All day in the background, the city kept making itself: hammers ringing from the forges, handmills turning, pulley-beams creaking, grain pouring into bins with a steady shushing sound like sand being counted. A hoist crew sang to match their pulls, not for joy, but for timing. A goat bleated from somewhere above, then stopped as if corrected.

In the late afternoon, I finally sat with a money-changer who also handled barter conversions—a man named Salla with careful eyes and a ring of keys at his belt. He examined my beads, rolled one against his tooth, and then did something that made perfect sense here: he placed my beads into an empty gourd shell kept on a shelf, clearly reserved for that specific curve. “Shape holds value,” he said, seeing my expression. “If it rolls, it argues.”
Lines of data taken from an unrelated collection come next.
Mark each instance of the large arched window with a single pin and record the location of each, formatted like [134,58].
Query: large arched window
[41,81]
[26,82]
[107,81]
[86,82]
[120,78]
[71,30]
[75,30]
He offered me iron hardware and grain credit stamped with a bin mark, valid in Varr and in certain allied cliff towns. When I asked about converting into something accepted farther toward Koumbi Saleh, his mouth tightened. “You can,” he said, “but why would you leave with loose value? Loose value gets lost. Tight value gets respected.”

That was the first time my motivation felt less solid. I came to convert and go. Now I was being offered a kind of value that would keep me within the slate’s reach even after I left. A portable leash, elegantly stamped.

Salla, perhaps sensing my hesitation, told me a story that sounded like gossip but functioned like a civics lesson. Long ago, he said, merchants used to hide grain in private pits and trade outside the bins. Then a bad season came, and the hoarders survived while the terraces below went thin. Afterward, the council outlawed private storage and made bins public. “Hunger makes good law,” Salla said, and his voice suggested he meant: hunger makes law that favors the people who write it.

When evening call to prayer drifted up from the lower market, it tangled with the forge noise and the hoist songs and became just another layer of schedule. People unrolled mats where their chip allowed them to stand. Others prayed from niches, angled carefully so they didn’t block a lane. Even devotion has traffic rules.

I walked back along the terraces with my stamped grain credit and a small bundle of iron hooks, and I realized I had stopped thinking about the road in the way I usually do. The cliff had reorganized my attention. Instead of asking what the next town would pay, I caught myself counting passage widths and watching which men moved without showing chips. Below, the caravan bells kept chiming, indifferent to the slate and my thoughts. In my sleeve, the ore dust ground into the cloth with each step, and I found myself brushing it off not because it mattered, but because clean sleeves here read like compliance.